I had no bathing suit. I had no towel. I had only one pair of underwear.

This is where the story gets a little strange. I was determined to make the most of my time in Budapest because I was worried about my friend and I’d never had a massage and wanted one and had missed the cut off twice in a row and I hadn’t ridden three and a half hours to be deterred by something as simple as having no bathing suit.

I marched back up to the desk and got the guy’s attention. In perhaps the finest feat of nonverbal communication of my life, I told Mr. Cabana Boy that I needed something to wear. He squinted his eyes at me and tapped his lips with a finger. I tried again. This time, he jabbed a finger at the ceiling as if to say, “Aha! I’ve got an idea.” He ducked down under the desk, and I could hear him rummaging around.

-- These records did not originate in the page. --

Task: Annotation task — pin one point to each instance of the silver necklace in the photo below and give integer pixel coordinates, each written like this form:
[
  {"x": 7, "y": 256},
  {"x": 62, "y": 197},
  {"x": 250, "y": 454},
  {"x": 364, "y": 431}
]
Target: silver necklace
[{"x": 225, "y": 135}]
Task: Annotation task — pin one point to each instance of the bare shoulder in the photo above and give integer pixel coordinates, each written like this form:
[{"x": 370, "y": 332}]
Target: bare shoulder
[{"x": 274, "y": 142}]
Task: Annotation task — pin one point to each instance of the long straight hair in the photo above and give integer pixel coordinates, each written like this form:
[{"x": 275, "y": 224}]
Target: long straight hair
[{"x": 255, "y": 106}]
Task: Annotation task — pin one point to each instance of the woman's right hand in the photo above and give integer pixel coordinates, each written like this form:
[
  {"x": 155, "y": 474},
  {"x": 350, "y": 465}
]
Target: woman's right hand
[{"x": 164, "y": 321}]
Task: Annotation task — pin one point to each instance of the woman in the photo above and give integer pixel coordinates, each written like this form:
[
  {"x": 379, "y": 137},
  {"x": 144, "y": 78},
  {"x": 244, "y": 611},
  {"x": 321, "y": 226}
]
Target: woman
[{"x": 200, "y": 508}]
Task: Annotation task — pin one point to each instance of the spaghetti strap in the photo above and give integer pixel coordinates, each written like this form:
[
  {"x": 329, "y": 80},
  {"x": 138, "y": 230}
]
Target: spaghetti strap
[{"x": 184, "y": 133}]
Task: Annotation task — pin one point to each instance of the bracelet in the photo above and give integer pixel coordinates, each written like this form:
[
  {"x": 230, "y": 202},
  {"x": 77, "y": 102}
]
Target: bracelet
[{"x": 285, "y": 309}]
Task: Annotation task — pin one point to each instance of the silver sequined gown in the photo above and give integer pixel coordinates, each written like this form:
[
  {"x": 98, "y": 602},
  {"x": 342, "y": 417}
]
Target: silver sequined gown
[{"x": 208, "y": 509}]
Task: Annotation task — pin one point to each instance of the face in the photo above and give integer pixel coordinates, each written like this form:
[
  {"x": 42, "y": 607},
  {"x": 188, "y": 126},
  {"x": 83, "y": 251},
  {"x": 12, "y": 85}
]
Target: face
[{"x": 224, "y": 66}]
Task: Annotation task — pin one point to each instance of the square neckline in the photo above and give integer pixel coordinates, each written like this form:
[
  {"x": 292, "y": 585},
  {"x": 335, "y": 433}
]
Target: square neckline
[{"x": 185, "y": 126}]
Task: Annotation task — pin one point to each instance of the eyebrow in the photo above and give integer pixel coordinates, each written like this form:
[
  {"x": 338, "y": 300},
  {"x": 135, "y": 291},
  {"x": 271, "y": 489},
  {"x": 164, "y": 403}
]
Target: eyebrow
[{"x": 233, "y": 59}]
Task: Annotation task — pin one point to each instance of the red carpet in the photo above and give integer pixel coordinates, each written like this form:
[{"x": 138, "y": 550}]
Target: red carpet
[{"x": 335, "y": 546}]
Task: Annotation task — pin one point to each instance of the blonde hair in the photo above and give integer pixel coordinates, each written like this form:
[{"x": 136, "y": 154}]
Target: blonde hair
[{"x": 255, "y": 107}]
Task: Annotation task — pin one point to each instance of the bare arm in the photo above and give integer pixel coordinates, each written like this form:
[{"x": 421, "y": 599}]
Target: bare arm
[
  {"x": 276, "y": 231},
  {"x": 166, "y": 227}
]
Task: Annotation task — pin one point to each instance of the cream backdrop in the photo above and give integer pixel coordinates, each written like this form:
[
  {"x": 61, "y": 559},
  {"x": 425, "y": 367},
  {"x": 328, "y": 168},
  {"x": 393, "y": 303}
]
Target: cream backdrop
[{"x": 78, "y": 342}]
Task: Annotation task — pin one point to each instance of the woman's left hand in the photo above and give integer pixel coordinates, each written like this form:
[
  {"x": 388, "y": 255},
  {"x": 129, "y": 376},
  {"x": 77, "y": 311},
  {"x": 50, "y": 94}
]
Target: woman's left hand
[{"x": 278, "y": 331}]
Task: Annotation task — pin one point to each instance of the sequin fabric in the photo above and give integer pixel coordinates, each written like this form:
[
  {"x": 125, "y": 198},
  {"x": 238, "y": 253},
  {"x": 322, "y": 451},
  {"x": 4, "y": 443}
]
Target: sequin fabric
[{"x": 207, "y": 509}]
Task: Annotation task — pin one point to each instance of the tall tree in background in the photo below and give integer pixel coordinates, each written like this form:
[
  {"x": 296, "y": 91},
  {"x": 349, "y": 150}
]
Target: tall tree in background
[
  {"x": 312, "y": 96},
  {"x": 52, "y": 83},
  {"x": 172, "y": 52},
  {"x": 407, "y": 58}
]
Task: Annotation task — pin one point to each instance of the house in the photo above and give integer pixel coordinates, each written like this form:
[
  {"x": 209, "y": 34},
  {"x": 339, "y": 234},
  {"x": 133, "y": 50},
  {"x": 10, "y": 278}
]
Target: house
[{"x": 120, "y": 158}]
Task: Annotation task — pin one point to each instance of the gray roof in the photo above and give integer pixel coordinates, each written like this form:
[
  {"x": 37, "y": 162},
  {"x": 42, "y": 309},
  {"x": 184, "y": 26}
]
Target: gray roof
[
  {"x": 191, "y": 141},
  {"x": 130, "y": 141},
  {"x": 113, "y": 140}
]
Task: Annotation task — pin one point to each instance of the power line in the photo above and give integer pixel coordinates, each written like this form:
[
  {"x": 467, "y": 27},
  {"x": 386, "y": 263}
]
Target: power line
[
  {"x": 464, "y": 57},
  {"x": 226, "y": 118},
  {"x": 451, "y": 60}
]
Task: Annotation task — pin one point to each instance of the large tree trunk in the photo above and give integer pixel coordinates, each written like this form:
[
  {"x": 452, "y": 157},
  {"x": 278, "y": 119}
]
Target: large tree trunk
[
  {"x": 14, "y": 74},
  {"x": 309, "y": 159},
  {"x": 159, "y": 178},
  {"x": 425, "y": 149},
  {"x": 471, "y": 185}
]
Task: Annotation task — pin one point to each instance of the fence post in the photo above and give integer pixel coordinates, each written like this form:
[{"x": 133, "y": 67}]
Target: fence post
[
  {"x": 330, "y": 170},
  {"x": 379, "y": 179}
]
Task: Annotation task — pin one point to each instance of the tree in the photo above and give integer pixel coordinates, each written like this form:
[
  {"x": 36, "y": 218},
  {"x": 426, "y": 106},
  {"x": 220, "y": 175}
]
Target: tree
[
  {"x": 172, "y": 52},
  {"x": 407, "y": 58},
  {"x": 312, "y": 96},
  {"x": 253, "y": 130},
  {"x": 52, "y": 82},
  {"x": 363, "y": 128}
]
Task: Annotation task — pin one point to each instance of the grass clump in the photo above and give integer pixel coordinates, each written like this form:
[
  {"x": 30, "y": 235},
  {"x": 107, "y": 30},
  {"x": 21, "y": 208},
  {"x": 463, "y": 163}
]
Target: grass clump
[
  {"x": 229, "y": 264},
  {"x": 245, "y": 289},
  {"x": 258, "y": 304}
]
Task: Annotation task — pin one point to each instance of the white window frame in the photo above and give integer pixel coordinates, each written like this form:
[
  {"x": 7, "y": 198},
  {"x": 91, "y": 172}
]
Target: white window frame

He reappeared holding some fabric. I wouldn’t call the fabric trunks or even shorts. If I didn’t know there were pools of water somewhere in the building, I would have thought he was holding a washcloth. There just wasn’t enough material there. He stretched it out for me to see a pair of trashy men’s underwear, the kind that guys who shape their eyebrows wear. The kind that guys who go to the tanning bed wear. This was a Speedo glorified with about an inch of leg.

Do you have anything else? I gestured. 

He was confused.

Do I have any other options?

He tapped his temple then held up his hands. He didn’t understand.

Why was this day trip to Hungary challenging everything I believe in like sticking by my friends and not renting bathing suits and a comprehensive boycott against Speedos?

Fine. Whatever. 

How much?

He was confused.

I took the change out of my pocket and slapped it on the counter.

He shrugged and took a medium-sized coin.

I attempted to say thank you, but the look on my face probably said otherwise.

I locked myself in my booth, undressed, and put on the thing.

It was very uncomfortable. It was grippy. I wanted it to get its hands off of me. I wanted to charge it with sexual harassment.

It was dark blue with some broad stripes.

I looked over my shoulder into the full length mirror. Yep. My butt crack was hanging out. 

I pulled up the back then looked down. Yep. Indecent in the front now.

If you’ve ever seen the Seinfeld episode where Kramer wants to borrow Jerry’s swimsuit, then you’ll understand what I mean when I say that my boys were definitely out of their neighborhood.”

I had just paid money to be 95% naked in eastern Europe in front of complete strangers without a partner in crime.  


Fine. Whatever. If was going to gird my loins with a garment belonging to a 9-year-old boy, then you bet your baloney I was going to do it with confidence and price. Behold, Spa Men and Spa Women! Michelangelo’s David in the flesh!

I took a deep breath and followed the signs to what I hoped was the pool.